Beyond the tools that psychologists use to intervene in a psychological way, there are Yogic tools which intervene deeper.
There are certain festivals like Pongal or Bhogi that are about clearing up your mental baggage, your emotional baggage, and your runanubandha. At Linga Bhairavi, we are doing Klesha Nashana Kriya. You could consider it as a ritual fire wash, which you can make use of if a regular shower is not sufficient to get you clean. Klesha Nashana Kriya is a way of burning physical memories that you have picked up – not necessarily because of relationships. Just by coming in touch with people, situations, atmospheres, so many things, the body picks up memory.
Clearly, psychological ways are not enought to deal with what is not an isolated crime.

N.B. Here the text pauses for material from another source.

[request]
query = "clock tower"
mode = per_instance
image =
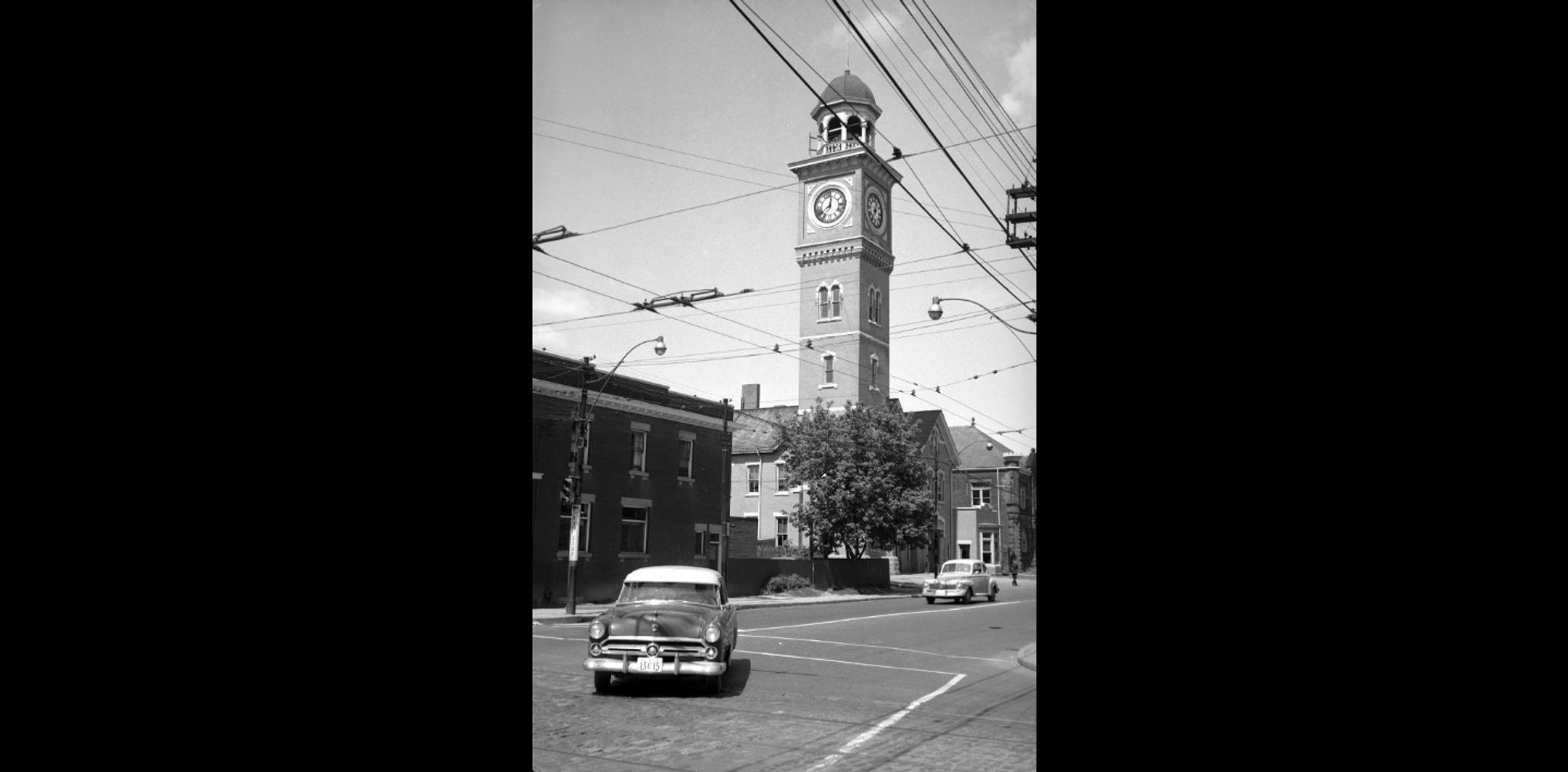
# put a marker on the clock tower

Sexual Abuse: Raising the Consciousness is the Only Way to Handle Growing Perversion
As sad as it is, sexual abuse and perversion, in today’s world – given the tools of propagation of perversions – can probably simply not be stopped. Specifically with the law enforcement ways we have. What we need is more openness and understanding for men and women who come out, without shaming them. Also most importantly, the consciousness of humans needs to be raised where perversion and psychopathic ways are not how so many want to express themselves. Abuse is a sickness of mind. Either coming from the urge to dominate or to break the rules of society or holding one’s bodily urges above one’s discretion. If one’s consciousness is vibrant enough, such things may not be something that people do.
This discussion on raising the consciousness of the masses is not some hocus-pocus, but something that has been empirically tested out. Crime has a statistically significant INVERSE relationship to enhancement of Collective Consciousness.

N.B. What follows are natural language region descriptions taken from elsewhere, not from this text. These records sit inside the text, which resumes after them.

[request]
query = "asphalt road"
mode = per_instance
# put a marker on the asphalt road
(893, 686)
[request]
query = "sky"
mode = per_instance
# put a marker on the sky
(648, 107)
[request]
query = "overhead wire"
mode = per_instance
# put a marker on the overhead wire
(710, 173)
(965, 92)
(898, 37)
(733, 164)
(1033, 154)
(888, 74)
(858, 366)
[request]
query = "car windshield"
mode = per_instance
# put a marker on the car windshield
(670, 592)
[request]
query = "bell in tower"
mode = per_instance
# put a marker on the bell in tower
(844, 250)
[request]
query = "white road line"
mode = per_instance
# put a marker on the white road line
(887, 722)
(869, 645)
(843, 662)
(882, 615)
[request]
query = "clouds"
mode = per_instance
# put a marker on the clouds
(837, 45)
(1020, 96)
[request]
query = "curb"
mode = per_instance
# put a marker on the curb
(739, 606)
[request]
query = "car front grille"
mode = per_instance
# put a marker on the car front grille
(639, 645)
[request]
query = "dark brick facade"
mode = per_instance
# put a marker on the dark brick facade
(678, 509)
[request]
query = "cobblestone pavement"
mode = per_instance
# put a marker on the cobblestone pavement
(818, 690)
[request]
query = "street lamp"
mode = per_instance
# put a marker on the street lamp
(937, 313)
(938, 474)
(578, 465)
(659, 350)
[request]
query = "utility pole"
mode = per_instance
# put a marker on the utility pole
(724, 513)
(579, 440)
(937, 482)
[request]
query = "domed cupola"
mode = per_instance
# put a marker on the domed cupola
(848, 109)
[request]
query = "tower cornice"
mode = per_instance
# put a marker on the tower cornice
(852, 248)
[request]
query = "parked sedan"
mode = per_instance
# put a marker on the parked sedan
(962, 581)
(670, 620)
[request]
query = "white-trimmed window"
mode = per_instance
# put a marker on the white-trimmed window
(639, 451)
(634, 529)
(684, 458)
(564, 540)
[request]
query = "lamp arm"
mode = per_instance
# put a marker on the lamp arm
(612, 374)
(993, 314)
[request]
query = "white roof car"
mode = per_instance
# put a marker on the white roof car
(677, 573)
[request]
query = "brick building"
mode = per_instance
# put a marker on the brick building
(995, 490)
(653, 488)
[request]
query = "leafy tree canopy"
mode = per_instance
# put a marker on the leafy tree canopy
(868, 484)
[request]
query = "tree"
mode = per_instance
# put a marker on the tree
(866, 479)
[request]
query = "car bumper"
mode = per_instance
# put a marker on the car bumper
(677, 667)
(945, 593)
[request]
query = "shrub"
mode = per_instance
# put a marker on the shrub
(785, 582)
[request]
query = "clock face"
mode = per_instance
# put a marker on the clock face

This research tests the hypothesis that group practice of the Transcendental Meditation® (TM) and TM-Sidhi® program by a group of sufficient size is associated with reduced rates of homicide and violent crime. Data from a prospective quasi-experiment were analyzed using intervention analysis or interrupted time series analysis. Dependent variables are time series of the U.S. monthly homicide rate as well as violent crime rate from a sample of 206 cities. The binary intervention variable is based on the size of the largest U.S. TM-Sidhi group. Intervention effects were analyzed by time series regression using a broken-trend intervention model. As hypothesized, there was a statistically and practically significant shift in trend in the direction of reduced rates for each of the variables beginning with the onset of the intervention period.
The whole world will never become full of enlightened monks. But isn’t it important that we start engaging with each others and with basic human sensitivity?

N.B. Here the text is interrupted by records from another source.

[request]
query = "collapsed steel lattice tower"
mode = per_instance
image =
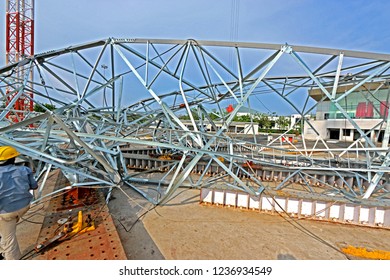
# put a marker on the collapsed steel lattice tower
(117, 96)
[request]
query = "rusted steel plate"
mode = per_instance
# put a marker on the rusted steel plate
(103, 243)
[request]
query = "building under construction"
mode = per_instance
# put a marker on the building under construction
(108, 115)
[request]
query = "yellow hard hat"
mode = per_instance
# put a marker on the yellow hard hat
(7, 152)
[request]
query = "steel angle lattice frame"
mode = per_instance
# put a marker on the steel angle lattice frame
(151, 114)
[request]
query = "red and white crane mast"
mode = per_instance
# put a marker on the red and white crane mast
(19, 44)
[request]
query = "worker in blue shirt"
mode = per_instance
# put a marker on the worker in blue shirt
(15, 197)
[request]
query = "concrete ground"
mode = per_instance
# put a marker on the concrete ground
(183, 229)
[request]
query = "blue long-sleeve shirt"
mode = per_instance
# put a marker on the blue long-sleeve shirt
(15, 185)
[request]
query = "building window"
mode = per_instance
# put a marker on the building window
(346, 132)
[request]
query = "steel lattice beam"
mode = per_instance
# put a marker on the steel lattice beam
(115, 96)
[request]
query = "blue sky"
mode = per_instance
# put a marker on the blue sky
(358, 25)
(353, 24)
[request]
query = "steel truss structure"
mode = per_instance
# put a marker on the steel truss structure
(115, 96)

With respect to the victims of sexual abuse, it is important to speak out and share rather than be embarrassed or feel the shame. For a crime exposed leads to better acts of prevention. But more importantly, the poison of the past cannot be allowed to tar the present or the future. Beyond the psyhological battle and the war in the mind, there are other areas where this purge needs to happen. And mental re-arrangement can not do it alone. One needs to seek consciousness interventions in the Sexual Abuse cases. Take up some serious meditational technique and work in ways that help the healing process. In the end, one needs to remember – we are not what others make us, we are what we allow within ourselves to manifest.